People speculate the dog had been severely abused and had run away. On remote Tierra Verde, he'd made a life, but couldn't seem to make a friend, until Cole came along.
Cole said she saw the dog for the first year she worked maintenance at the complex, but that Blackie shied away from her, too.
He was never aggressive, barked a bit, but never growled or threatened, and would run into the brush whenever anyone tried to get close.
One day, Cole stopped to pet some other dogs. She thinks Blackie got jealous. He came up to her, she petted him, and they were inseparable from that day.
"He follows me everywhere," she said. "He's like my shadow."
Cole said Blackie would run after her truck when she left for home. When he couldn't catch up, he would just melt back into the scenery like he had for years.
Then a new resident in the complex thought the dog a nuisance and called animal control.
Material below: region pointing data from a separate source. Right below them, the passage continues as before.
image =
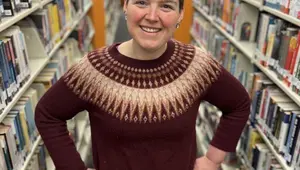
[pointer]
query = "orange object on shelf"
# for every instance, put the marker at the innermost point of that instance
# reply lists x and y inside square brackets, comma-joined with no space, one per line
[97,14]
[183,32]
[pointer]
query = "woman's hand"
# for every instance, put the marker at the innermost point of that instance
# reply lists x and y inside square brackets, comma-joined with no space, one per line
[204,163]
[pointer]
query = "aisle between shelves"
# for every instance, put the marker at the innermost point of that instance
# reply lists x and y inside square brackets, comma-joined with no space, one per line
[248,49]
[38,66]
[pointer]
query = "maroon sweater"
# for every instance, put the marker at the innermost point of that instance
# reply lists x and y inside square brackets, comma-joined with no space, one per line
[142,113]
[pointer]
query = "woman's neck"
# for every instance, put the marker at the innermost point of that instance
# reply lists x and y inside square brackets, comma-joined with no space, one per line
[133,50]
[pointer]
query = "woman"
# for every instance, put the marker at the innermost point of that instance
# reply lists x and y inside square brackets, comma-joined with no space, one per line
[142,97]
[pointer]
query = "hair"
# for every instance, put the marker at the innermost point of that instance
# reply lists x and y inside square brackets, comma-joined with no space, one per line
[181,2]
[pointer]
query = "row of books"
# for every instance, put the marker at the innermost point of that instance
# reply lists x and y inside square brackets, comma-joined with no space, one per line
[9,8]
[82,33]
[221,48]
[278,49]
[277,116]
[255,152]
[277,41]
[52,21]
[18,132]
[14,54]
[290,7]
[14,63]
[237,18]
[282,132]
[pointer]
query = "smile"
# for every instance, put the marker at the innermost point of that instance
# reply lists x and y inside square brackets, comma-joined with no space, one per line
[150,30]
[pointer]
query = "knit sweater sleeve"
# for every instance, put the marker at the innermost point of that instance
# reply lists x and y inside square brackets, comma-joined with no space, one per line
[228,94]
[58,105]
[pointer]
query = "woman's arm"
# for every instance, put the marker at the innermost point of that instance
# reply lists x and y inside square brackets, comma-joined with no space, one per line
[58,105]
[228,94]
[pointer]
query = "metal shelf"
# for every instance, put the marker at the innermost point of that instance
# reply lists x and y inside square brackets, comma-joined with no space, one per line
[9,21]
[275,12]
[279,158]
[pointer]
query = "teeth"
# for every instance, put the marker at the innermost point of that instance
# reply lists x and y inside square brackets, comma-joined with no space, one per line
[151,30]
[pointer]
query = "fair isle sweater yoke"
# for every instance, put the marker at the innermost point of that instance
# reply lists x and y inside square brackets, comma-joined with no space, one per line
[142,113]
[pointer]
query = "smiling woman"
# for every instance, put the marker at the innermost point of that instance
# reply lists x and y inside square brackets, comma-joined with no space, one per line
[143,96]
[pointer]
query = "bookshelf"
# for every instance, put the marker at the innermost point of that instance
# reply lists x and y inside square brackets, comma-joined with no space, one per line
[36,65]
[254,3]
[245,47]
[38,58]
[249,51]
[34,147]
[274,12]
[7,22]
[278,157]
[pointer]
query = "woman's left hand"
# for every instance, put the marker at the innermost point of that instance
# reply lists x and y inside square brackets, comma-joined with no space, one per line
[204,163]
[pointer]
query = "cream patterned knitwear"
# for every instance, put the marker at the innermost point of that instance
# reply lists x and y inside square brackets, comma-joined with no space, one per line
[142,112]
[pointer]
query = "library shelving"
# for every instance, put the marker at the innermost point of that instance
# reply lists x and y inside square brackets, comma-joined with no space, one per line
[112,14]
[278,157]
[39,57]
[36,65]
[249,51]
[274,12]
[7,22]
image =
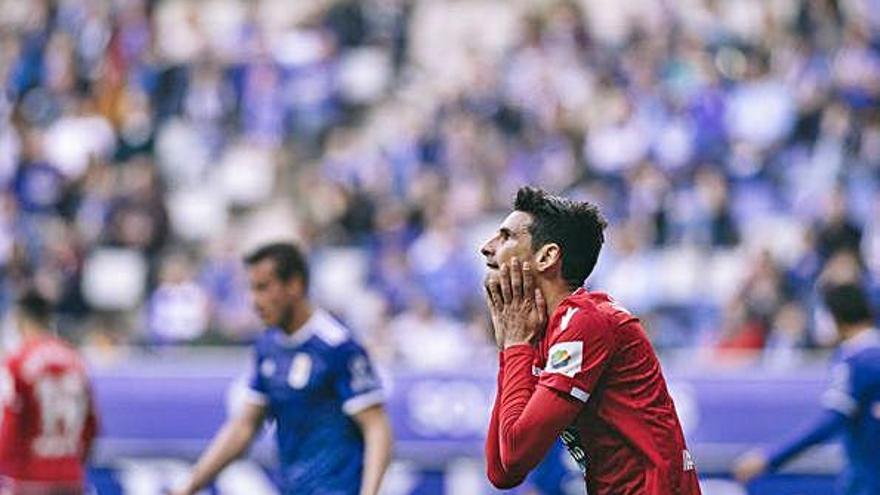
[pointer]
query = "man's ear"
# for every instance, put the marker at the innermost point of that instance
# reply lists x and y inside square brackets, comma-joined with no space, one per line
[547,256]
[296,287]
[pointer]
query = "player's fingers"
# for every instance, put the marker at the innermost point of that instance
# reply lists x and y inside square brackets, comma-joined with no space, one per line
[493,288]
[506,290]
[516,280]
[528,281]
[540,304]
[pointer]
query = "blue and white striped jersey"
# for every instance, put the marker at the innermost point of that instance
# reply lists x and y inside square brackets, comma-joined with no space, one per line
[312,382]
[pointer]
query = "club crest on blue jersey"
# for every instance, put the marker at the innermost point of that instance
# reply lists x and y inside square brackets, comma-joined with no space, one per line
[300,370]
[267,368]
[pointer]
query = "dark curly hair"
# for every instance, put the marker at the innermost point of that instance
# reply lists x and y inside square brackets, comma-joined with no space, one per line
[577,227]
[288,258]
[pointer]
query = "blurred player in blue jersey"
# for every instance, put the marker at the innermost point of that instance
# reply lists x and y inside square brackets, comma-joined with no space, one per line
[852,403]
[315,381]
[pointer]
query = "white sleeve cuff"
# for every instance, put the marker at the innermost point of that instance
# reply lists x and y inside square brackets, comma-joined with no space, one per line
[360,402]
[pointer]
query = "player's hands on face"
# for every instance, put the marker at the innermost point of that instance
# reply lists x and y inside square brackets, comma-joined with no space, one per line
[749,466]
[517,306]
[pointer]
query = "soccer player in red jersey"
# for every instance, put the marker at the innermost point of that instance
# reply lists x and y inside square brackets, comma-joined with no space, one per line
[574,364]
[48,419]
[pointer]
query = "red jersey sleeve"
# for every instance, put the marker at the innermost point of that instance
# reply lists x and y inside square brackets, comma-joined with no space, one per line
[9,399]
[580,345]
[525,420]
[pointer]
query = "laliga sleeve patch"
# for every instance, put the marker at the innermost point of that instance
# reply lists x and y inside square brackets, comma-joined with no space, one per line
[565,358]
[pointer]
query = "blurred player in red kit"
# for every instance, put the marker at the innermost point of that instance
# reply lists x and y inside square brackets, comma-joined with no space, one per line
[48,418]
[573,363]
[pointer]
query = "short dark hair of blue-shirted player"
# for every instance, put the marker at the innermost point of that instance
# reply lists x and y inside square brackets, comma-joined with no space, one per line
[288,260]
[847,304]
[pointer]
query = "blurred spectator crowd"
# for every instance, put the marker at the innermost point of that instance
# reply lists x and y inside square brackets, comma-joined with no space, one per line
[734,146]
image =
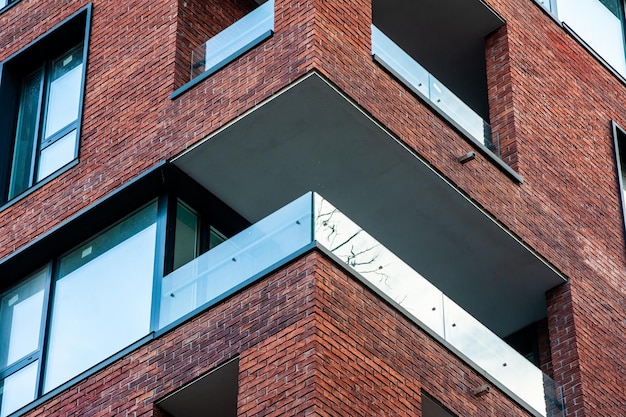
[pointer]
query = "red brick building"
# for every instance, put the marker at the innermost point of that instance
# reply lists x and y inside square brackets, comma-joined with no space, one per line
[320,208]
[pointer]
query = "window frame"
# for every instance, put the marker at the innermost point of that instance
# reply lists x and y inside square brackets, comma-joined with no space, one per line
[620,151]
[165,184]
[51,46]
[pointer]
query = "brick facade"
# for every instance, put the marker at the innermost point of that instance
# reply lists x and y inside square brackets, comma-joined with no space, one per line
[322,336]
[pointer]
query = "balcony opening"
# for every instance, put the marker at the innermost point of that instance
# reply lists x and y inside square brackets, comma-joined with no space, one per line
[437,48]
[213,394]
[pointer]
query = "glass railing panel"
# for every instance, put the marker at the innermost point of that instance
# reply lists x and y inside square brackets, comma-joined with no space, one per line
[234,40]
[398,281]
[228,266]
[399,63]
[432,309]
[454,107]
[599,26]
[489,352]
[414,76]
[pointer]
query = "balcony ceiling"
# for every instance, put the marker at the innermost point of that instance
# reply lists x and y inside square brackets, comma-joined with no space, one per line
[310,137]
[447,37]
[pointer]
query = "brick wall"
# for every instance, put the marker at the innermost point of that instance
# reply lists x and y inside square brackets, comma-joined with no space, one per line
[197,22]
[556,115]
[311,341]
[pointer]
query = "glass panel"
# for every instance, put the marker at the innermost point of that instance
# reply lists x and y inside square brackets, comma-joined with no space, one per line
[186,239]
[228,266]
[432,310]
[64,91]
[378,265]
[489,352]
[18,389]
[234,40]
[414,76]
[599,26]
[460,112]
[102,297]
[20,319]
[26,135]
[57,155]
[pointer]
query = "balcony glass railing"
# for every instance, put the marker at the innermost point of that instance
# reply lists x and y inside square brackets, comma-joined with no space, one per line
[312,220]
[598,23]
[233,41]
[420,81]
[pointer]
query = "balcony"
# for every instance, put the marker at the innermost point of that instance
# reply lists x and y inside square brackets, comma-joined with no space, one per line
[312,221]
[431,90]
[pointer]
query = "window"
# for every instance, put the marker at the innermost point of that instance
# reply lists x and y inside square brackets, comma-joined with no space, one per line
[432,407]
[40,131]
[102,295]
[619,138]
[21,316]
[216,391]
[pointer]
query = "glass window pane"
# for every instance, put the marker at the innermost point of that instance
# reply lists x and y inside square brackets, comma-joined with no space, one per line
[18,389]
[20,319]
[64,91]
[102,297]
[57,155]
[26,134]
[185,243]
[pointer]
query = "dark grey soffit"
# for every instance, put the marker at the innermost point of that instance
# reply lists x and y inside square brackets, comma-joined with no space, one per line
[310,137]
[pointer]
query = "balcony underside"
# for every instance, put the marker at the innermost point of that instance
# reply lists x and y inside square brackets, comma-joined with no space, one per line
[310,137]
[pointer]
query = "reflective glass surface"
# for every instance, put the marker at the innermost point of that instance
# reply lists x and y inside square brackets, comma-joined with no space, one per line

Cole said the animal control officers came to the complex a half-dozen times. They would use an air rifle to shoot a tranquilizer dart at Blackie, who would immediately dart off, and the officers would try to find him in the brush. She said they'd search for 20 minutes or so and then give up, once even saying, "They have better things to do."
"When we get a complaint, we have to respond," said Janet Berry, Pinellas County's senior animal control officer.
Cole thought this a cruel and ineffective process, particularly considering the dog was not a threat and was so well liked by all but one resident. The other residents, she said, took to putting notices in common areas, urging the complainant to give up, to "live and let live," but to no avail. Things came to a head on Feb. 3.
Cole said she was cleaning one of the complex's pools, with Blackie nearby, when animal control officers approached. She was between the officers and the dog, but she did nothing. When the officers told her to move, Blackie came to her side.
Cole said an officer aimed his tranquilizer gun at the dog that was nestled against her leg. Feeling personally threatened and also protective, Cole said she told Blackie to run, which he did, disappearing into the foliage.
Cole was served with a citation for obstructing an animal control officer and for feeding and harboring the dog.
Cole said community residents were up in arms. They took up a collection to help her fight the charges, and one resident, who worked for Ruiz, got him involved. Ruiz filed to have the charges dismissed. He said he got a call from the county attorney's office indicating charges had been dropped.
In the meantime, Cole was working on a plan to adopt Blackie.
At the urging of residents, she got in touch with the SPCA, which arranged for help from one of its investigators, a former animal control officer.
By having Cole feed the dog strong tranquilizers and then waiting quietly for a couple of hours while the drugs took effect, the investigator captured Blackie and took him to SPCA offices, where he was neutered, given all his shots and a tracking microchip, and licensed to Cole.
Disoriented, Blackie responded instantly to Cole when she came to pick him up. She brought him to her Pinellas Park home to play in her expansive back yard with Butler and Cheyenne, her two purebred Labs.
Cole brought Blackie home March 18 and thought she had her happy ending. The dog quickly adjusted to his new surroundings and family. Then, on March 21, an animal control officer served Cole with another citation, this one relating to the Feb. 3 charge of obstructing an officer.
"We re-served the original citation," said Berry, the senior officer. "The county attorney told us the original was incorrectly worded."
Cole is beside herself. She's already spent plenty of time and money on the process of saving Blackie. Now she's facing a fine on charges that were once dropped relating to obstructing officers from capturing a dog she's already captured and tamed. She goes to court April 15.
"He chose me," Cole said of Blackie, crouched behind her legs, his eyebrows raised in puzzlement. "He feels safe with me."
"This is starting to feel like harassment."